Assuming an ordinary patio and not a fanciful platform suspended in the
sky, when you use the blower there is an intractable force that causes
some of the leaves to come back toward the blower. If fact this is the
principle problem when using a blower: how to keep the leaves in front
of you and none returning along the edges or around your feet. Somehow
the strange physics of the planet combines air resistance and gravity
and a million other factors to thwart the perfect removal of leaves.

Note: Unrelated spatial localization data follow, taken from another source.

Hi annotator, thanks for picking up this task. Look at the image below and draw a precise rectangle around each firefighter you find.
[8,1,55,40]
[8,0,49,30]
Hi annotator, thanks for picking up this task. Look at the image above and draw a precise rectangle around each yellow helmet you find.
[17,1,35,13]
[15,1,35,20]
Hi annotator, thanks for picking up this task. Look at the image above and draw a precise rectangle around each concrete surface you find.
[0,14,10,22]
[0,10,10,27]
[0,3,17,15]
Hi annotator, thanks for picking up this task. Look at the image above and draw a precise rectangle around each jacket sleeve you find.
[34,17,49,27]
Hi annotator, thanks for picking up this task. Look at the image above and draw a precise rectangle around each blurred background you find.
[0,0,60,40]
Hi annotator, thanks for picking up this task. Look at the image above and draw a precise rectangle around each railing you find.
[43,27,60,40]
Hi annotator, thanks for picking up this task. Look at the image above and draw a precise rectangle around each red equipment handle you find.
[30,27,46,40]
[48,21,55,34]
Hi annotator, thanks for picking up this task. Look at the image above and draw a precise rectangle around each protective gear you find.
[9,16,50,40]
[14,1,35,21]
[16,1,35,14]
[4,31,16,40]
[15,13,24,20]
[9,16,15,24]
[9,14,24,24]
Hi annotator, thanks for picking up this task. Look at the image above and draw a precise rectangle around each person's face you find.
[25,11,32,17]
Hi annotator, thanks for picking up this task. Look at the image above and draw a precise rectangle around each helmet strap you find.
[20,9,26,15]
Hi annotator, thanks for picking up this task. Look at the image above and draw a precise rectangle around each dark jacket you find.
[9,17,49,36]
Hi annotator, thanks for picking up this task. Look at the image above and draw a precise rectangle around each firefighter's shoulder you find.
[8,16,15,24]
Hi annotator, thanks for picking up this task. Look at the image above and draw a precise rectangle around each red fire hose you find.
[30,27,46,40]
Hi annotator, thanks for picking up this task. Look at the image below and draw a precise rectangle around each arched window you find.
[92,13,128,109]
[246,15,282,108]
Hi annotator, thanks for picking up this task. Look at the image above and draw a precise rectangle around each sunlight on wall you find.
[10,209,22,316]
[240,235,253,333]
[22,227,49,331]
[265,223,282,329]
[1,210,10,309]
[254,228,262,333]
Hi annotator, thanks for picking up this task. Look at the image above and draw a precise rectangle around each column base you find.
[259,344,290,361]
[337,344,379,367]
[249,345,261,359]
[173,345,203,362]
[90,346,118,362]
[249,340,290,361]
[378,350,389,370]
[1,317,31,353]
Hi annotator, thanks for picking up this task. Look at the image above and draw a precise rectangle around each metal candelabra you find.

Imaginative strategies have to be implemented to get an otherwise
simple device to move leaves from one place to another. If the blower
is held too high, there are problems. Or if the angle is too steep, or
if you stand in one spot too long – these things create problems that
quickly defeat the objective at hand. Nope, the goal of removing leaves
takes an on-going coordinated attack from many different directions,
accompanied by retreats and continual movement over the same area.
Despite using the full capability of the human brain, the job is rarely
100% successful, and it is not the fault of man or machine – it is
purely a fact caused by the physics of our planet.
The same physics that stymies the leaf blower can be applied to
military action. Perhaps this is a poorly chosen comparison but it
comes to mind since I am wondering exactly what our military leaders
are gleaning from the prolonged street warfare in Iraq.
The exact same problems encountered with leaves are encountered when
using force to remove people. The blower, or in this case, the military
firepower has to be employed in identical ways to the blower, and no
matter how one advances while shooting the gun, the job is rarely 100%
successful. Leaves, or in this case, humans in the line of fire, will
follow the same pattern as leaves and scatter to the sides and roll
back along the flanks. In some cases, just as you see with a leaf
blower, some even come back straight back under your feet.
Obviously this has important implications for commanders on the ground
who have to understand that advancing in one direction will create a
natural vulnerability to counter-attack along the flanks. Advance too
far and the natural physics indicates that you will become surrounded
and require rescue.
It should be noted also that no matter how forceful the action with a
blower, there is always a recalcitrant leaf wedged under a crack in the
board. The same is true for people. Some people by twist of amazing
fate even survived the atomic attacks in Japan. To completely eliminate
any recalcitrant survivor requires a vigorous and focused attack,
perhaps needing more effort than a quick first-pass. With a leaf, you
could lean over and pick it out by hand, but in our military
comparison, this fact would suggest that advancing troops will
encounter groups of survivors impossibly wedged in a position as to
require huge resources to remove. Advance far enough and several
pockets of survivors will be in your midst leaving troops vulnerable to
hit-and-run tactics across the entire area.
So it is safe to assume that a military attack cannot get 100% of the
humans for exactly the same reasons that a blower cannot get 100% of
the leaves. This bears out in another way. To move people requires the
troops to alternately advance and retreat while continually moving side
to side to make sure their advisories are kept out in front. This is
exactly the same action needed to corral leaves using a blower.
This objectification of war is not intended to shock or offend the
reader. It merely draws a commonality between military leaders and
homeowners when it comes to blasting away at adversaries. The problems
encountered by both will be unchanged until the physics of the planet
changes, at which time other physics will create a host of new niches
and problems that will have the final say in what happens here.